# Hypergeometric

• Mar 22nd 2011, 11:22 AM
dwsmith
Hypergeometric
From a box containing 5 white balls and 4 reds, two are randomly selected w/o replacement. Find

(a) Exactly 1 is white.
X number of white selected.
$P(X=1), \ N=9, \ k=5, \ n=2$

$\displaystyle p(1)=\frac{\binom{5}{1}\binom{4}{1}}{\binom{9}{2}} =\frac{5}{9}$

The book says the answer is 0.14. I don't know what I did wrong since what I have done seems correct.
• Mar 22nd 2011, 11:53 AM
dwsmith
I also have a question in regards to part (c).

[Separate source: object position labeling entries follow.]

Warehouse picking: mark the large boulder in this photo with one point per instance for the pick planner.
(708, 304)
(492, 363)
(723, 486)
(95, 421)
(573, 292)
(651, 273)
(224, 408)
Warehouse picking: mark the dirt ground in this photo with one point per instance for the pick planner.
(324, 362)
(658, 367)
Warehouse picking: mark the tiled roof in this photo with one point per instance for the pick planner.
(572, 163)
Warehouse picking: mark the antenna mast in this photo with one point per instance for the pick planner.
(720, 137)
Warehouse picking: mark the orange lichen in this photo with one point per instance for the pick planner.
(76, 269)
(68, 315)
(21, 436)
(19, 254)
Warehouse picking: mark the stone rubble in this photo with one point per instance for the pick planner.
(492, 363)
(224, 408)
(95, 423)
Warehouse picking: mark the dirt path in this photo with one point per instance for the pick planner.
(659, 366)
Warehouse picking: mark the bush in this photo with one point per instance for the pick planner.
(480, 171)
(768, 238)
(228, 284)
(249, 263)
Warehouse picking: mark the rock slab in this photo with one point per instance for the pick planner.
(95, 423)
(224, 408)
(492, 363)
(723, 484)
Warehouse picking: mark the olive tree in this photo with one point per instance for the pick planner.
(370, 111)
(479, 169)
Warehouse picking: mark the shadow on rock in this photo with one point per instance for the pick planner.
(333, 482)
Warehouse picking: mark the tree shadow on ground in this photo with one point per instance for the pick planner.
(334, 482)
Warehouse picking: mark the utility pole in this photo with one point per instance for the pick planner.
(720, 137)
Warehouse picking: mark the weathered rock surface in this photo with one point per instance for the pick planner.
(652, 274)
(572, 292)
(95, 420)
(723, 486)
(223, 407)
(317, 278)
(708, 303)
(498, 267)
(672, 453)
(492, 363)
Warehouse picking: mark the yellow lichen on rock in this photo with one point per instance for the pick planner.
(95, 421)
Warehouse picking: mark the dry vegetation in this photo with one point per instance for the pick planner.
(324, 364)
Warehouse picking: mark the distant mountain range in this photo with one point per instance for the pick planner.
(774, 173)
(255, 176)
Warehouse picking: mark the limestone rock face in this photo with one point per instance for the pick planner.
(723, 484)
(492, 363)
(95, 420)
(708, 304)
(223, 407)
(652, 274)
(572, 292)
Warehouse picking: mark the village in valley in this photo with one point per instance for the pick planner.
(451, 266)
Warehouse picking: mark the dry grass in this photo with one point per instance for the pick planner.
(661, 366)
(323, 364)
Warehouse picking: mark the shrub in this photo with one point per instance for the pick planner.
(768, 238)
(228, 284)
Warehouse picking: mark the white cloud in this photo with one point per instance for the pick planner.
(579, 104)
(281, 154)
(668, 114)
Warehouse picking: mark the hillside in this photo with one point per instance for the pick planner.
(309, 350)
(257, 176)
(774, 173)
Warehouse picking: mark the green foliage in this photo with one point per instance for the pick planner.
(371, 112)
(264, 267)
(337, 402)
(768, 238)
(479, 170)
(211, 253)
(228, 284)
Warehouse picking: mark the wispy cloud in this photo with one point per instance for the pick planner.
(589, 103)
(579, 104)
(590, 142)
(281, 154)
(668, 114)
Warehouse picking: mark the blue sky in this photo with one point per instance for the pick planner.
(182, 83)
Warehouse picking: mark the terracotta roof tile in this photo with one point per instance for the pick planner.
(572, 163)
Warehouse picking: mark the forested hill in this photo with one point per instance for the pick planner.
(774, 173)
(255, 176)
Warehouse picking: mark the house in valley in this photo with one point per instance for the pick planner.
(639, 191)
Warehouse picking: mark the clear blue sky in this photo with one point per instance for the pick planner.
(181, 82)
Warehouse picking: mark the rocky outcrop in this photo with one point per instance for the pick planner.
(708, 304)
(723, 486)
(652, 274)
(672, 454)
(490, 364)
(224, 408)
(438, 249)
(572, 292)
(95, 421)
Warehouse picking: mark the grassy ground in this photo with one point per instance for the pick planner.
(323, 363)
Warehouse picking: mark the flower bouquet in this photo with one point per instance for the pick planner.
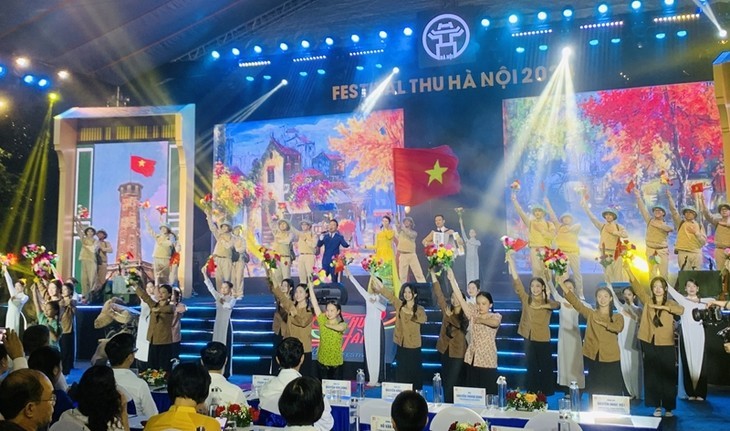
(339, 262)
(526, 401)
(439, 257)
(554, 260)
(240, 416)
(464, 426)
(154, 378)
(269, 257)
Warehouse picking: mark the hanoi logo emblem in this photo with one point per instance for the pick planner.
(445, 37)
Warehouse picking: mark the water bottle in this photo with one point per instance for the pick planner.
(360, 387)
(354, 414)
(502, 392)
(574, 399)
(438, 389)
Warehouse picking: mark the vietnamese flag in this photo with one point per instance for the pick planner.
(142, 166)
(422, 174)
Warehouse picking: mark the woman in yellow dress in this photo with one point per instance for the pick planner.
(384, 250)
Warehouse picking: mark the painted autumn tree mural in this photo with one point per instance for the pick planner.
(672, 128)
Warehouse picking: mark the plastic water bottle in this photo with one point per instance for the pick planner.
(360, 383)
(438, 389)
(354, 414)
(574, 398)
(502, 392)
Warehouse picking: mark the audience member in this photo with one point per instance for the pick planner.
(301, 403)
(214, 358)
(101, 406)
(120, 350)
(47, 360)
(26, 401)
(187, 387)
(409, 412)
(290, 356)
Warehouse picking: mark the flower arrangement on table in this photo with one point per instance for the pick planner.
(526, 401)
(154, 378)
(439, 257)
(238, 415)
(554, 259)
(269, 257)
(465, 426)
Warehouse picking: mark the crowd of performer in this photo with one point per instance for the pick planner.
(627, 348)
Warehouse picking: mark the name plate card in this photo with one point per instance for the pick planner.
(612, 404)
(470, 396)
(391, 390)
(381, 423)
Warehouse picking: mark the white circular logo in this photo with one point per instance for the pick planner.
(445, 37)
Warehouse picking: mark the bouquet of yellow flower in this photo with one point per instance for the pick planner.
(526, 401)
(154, 378)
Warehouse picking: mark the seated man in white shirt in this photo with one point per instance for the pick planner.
(120, 351)
(221, 392)
(290, 356)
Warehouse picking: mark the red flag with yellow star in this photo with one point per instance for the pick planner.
(422, 174)
(142, 166)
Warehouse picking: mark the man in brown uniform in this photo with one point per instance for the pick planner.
(657, 234)
(691, 237)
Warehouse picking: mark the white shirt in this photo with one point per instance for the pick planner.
(271, 392)
(136, 390)
(226, 392)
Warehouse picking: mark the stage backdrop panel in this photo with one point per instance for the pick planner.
(661, 137)
(310, 168)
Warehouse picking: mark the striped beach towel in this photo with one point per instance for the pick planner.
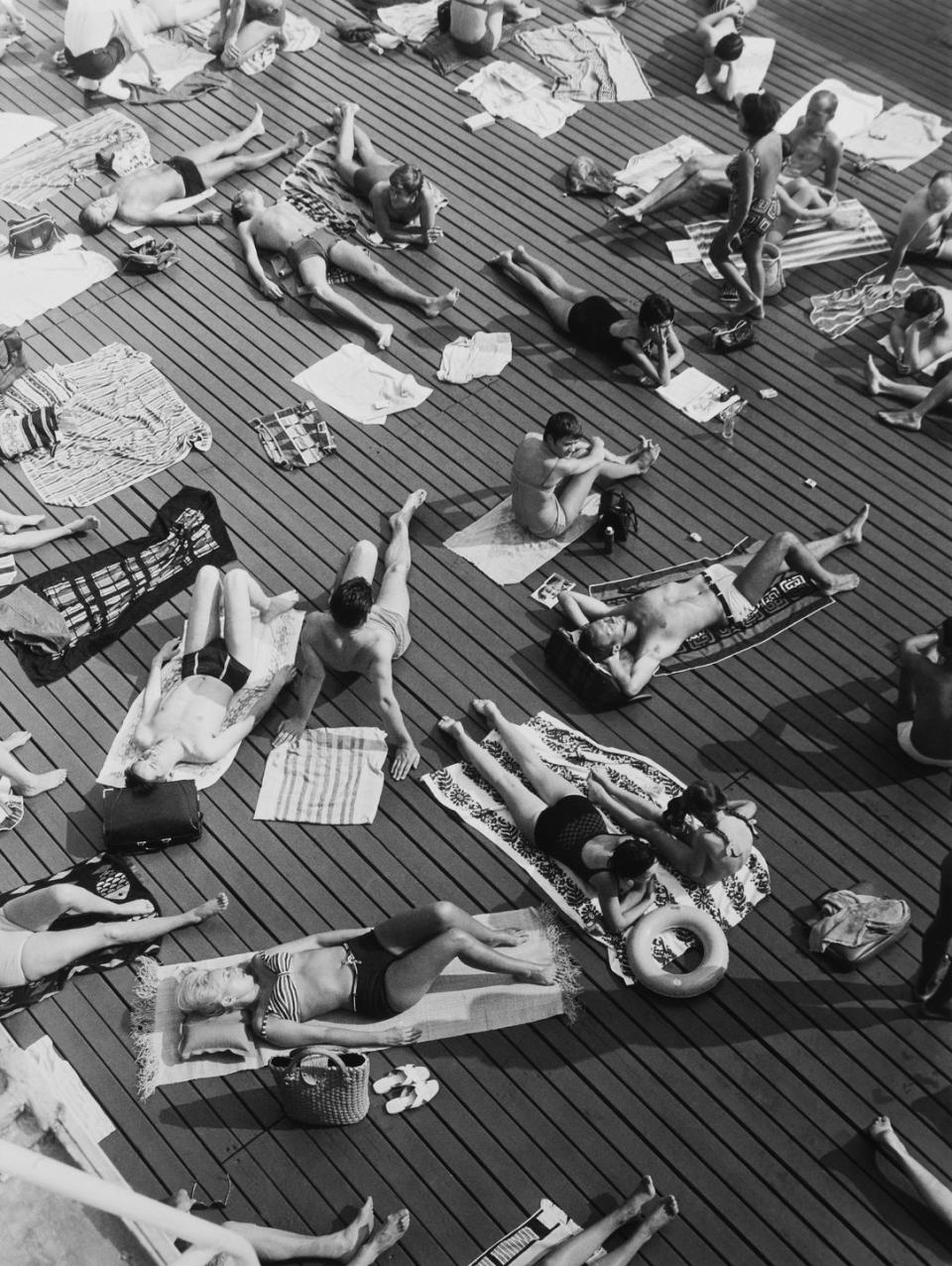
(810, 242)
(324, 776)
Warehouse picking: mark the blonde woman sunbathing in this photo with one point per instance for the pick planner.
(375, 972)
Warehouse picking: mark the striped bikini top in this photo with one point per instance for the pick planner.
(284, 1000)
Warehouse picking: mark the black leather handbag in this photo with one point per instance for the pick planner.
(143, 822)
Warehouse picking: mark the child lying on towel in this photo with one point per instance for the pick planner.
(375, 972)
(185, 725)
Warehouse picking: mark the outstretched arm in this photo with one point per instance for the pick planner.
(406, 757)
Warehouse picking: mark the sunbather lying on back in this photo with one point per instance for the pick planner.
(307, 250)
(136, 197)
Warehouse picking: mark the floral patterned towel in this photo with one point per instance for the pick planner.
(573, 755)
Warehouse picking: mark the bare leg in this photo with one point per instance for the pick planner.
(933, 1193)
(47, 952)
(577, 1250)
(356, 260)
(394, 594)
(23, 781)
(44, 536)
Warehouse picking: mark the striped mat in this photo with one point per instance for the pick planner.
(808, 243)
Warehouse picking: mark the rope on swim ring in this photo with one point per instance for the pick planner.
(651, 973)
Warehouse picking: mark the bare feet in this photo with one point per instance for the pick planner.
(279, 604)
(434, 307)
(905, 419)
(664, 1213)
(408, 509)
(14, 522)
(216, 905)
(40, 783)
(841, 581)
(256, 128)
(852, 533)
(874, 379)
(393, 1229)
(385, 335)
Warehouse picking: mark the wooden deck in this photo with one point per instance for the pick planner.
(749, 1101)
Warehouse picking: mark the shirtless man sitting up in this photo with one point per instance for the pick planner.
(636, 637)
(924, 725)
(307, 250)
(556, 471)
(186, 725)
(357, 634)
(138, 196)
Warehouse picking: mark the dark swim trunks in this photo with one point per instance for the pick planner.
(214, 661)
(589, 323)
(318, 244)
(96, 63)
(191, 178)
(370, 962)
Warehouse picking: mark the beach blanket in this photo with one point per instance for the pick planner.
(855, 111)
(103, 595)
(645, 171)
(120, 423)
(750, 69)
(37, 284)
(66, 156)
(504, 551)
(325, 776)
(19, 129)
(512, 91)
(899, 137)
(483, 356)
(462, 1000)
(542, 1230)
(111, 877)
(810, 241)
(361, 386)
(275, 647)
(590, 60)
(573, 755)
(842, 311)
(792, 597)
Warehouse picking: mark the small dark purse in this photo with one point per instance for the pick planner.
(143, 822)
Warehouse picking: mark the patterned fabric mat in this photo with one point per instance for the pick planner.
(572, 753)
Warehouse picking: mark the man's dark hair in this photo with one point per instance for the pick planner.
(760, 113)
(562, 426)
(351, 603)
(729, 47)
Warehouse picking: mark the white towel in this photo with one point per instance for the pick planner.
(35, 285)
(855, 113)
(483, 356)
(507, 552)
(751, 68)
(361, 386)
(324, 776)
(275, 647)
(19, 129)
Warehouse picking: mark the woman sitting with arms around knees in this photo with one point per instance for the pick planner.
(593, 321)
(30, 950)
(554, 472)
(700, 834)
(559, 822)
(754, 204)
(375, 972)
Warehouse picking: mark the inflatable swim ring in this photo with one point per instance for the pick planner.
(651, 973)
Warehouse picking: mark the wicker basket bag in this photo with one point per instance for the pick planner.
(323, 1087)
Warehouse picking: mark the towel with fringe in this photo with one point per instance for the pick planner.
(462, 1000)
(573, 755)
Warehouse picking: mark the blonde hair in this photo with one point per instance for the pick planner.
(199, 995)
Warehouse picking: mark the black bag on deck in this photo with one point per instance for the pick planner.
(143, 822)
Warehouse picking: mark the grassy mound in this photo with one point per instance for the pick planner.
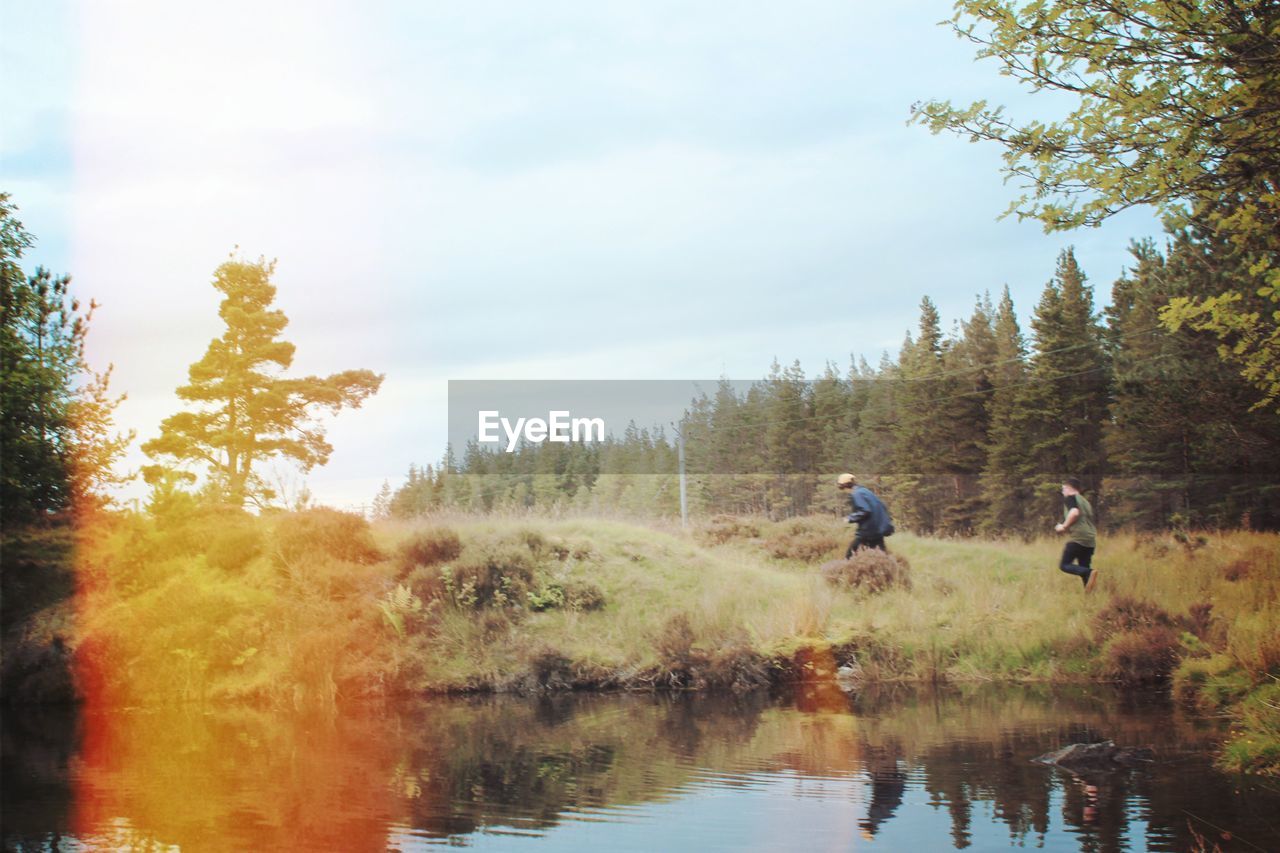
(320, 606)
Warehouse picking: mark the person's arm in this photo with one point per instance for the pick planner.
(859, 512)
(1073, 515)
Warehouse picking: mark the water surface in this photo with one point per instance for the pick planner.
(897, 770)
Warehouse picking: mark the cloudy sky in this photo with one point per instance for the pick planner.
(510, 190)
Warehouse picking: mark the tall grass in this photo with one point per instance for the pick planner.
(298, 609)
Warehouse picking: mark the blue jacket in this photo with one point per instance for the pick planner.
(869, 514)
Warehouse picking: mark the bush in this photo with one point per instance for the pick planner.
(869, 570)
(1142, 656)
(584, 596)
(429, 547)
(723, 528)
(490, 573)
(324, 532)
(1210, 683)
(1124, 614)
(805, 542)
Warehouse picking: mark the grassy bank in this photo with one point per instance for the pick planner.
(318, 607)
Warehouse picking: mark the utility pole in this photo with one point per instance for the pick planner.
(684, 491)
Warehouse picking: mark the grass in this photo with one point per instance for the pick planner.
(300, 609)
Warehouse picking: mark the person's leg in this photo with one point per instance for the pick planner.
(1091, 579)
(859, 542)
(1070, 559)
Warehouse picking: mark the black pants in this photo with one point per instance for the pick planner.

Two white balls are selected, given at least one white is selected.
$\displaystyle P(2W|\text{at least} \ 1W)=\frac{P(2W\cap \text{at least} \ 1W)}{\sum_{x=1}^2\frac{\binom{5}{x}\binom{4}{2-x}}{\binom{9}{2}}=\frac{5}{6}}$

I don't know how to determine that intersection.
• Mar 22nd 2011, 12:23 PM
Plato
Question: what does "w/replacement" mean?
Is it with replacement? Or without replacement?
• Mar 22nd 2011, 12:26 PM
dwsmith
Quote:

Originally Posted by Plato
Question: what does "w/replacement" mean?
Is it with replacement? Or without replacement?

I forgot the o. It shold be w/o=without
• Mar 22nd 2011, 12:46 PM
Plato
$P(\text{2W}\cap\text{at least one W})=P(\text{2W})$